Después de estar sentados por horas sin pronunciar palara alguna que diluyera el eco de su confesión, la chica más extraña me invito a pasar a su casa. Recuerdo haberme sentido halagado, pero eso se disipo cuando ya adentro, ella se limito a encerrarse en su cuarto.


Estuve parado frente a la puerta sin saber qué hacer, rebuscando dentro de mí esa furia que me hizo levantarme y andar horas atrás. No hay nada más que el vacío solitario que ella me dejaba en su ausencia. La sala es una hermosa exposición de recuadros estrafalarios. Sus significados surrealistas parecen sacados del más puro sueño. Sé que ella saldrá cuando su necesidad así lo disponga, así que recorro la sala con la más humilde vista. Esperando encontrar una pista para entender esa misteriosa confesión. ¿Mi ayuda? ¿Qué había en mí que ella considerara útil para sus propósitos? Ven conmigo…veme dormir. ¿Sería eso?

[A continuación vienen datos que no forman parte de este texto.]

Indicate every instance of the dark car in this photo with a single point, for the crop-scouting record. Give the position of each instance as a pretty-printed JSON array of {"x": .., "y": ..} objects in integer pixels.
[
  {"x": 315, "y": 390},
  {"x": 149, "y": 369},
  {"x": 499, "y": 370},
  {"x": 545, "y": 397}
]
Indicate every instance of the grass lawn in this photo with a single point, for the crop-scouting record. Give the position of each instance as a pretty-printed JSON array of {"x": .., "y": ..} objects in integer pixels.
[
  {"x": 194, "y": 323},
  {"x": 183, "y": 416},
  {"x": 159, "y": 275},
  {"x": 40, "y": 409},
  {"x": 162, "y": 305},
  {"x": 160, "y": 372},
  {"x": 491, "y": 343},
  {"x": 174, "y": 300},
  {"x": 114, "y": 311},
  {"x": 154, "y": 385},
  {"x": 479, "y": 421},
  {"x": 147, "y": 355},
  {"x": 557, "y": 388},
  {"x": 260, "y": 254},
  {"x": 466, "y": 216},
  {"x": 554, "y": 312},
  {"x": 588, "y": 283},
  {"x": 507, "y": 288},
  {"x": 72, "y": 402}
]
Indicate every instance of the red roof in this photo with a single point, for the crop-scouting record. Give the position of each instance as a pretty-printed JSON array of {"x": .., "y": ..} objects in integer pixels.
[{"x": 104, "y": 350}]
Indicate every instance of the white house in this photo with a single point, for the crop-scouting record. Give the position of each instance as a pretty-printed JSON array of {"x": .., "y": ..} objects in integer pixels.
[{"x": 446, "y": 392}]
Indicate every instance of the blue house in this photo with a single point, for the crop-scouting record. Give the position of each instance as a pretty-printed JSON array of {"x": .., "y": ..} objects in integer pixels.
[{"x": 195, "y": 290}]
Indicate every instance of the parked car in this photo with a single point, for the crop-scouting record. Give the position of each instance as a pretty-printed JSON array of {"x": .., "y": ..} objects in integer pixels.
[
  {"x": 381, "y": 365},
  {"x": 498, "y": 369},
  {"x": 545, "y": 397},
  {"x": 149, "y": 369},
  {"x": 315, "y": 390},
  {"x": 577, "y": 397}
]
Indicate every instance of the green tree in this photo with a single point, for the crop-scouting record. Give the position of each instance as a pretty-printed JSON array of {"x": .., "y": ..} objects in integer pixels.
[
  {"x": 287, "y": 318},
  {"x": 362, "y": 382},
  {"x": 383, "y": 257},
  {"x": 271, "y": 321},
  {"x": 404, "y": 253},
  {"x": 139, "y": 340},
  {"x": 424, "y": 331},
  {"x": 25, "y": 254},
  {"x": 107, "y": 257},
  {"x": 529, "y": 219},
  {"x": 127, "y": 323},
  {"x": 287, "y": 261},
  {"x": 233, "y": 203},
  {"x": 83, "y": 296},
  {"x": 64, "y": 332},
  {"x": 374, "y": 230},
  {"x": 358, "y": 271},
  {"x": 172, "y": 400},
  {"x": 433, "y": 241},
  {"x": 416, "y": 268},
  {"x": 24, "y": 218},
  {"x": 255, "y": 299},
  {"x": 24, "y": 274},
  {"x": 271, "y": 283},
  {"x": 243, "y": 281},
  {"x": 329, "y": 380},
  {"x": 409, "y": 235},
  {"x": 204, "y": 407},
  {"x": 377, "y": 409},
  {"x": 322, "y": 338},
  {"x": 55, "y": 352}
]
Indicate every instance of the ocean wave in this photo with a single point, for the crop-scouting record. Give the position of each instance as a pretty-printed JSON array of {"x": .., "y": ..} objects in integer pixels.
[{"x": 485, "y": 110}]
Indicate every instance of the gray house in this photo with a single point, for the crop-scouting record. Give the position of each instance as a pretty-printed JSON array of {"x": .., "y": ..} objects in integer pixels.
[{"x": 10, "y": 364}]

Verla dormir fue algo que me perdí y ansío intentarlo de nuevo. Descubro retratos de ella siendo tan solo una niña, una pequeña criatura vestida de adorables trajes diminutos, todos tan inocentes que rejuvenecía el corazón más viejo. Sonrío ante toda alma suya guardada en esos cuadros. Ignoré en ese entonces que no había ninguna foto de ella tal y como ahora yo la veía. De la nada aparece a mi lado, si bien mi rostro era la mera expresión de sorpresa ella pareció no disfrutarlo. Su mirada me analizaba de arriba para abajo, sentí como secaba mi sudor entre cada pestañeó suyo y como me golpeaba por medio de esos pensamientos que se callaban y que solo se me mostraban en sus oscuros ojos. Este soy yo, viviendo una relación envolvente en su propia y nefasta locura. Mi garganta se secaba mientras que en sus pupilas un oasis me invitaba a convertirse en un espejismo. Sígueme, susurró apenas. Se devolvió por donde llegamos. Supe que no debí hacerlo, no debí aceptar, pero es incomprensible la situación en la que todo parece tener razón de ser. Cuando todo va de perlas, las perlas se quiebran. Anduvimos por las calles solitarias sin entender lo que nos cruzaba por la mente. Ella, sumergida en ese silencio misterioso y yo, alimentando mi hambre de respuestas con gordos bocados de impotencia. No existía nada más que dos sombras móviles sobre el pavimento. Marchamos lejos de nuestras propias presencias y aún así, caminar sabiendo que ella me reconocía, me hizo sentirme pertenecido.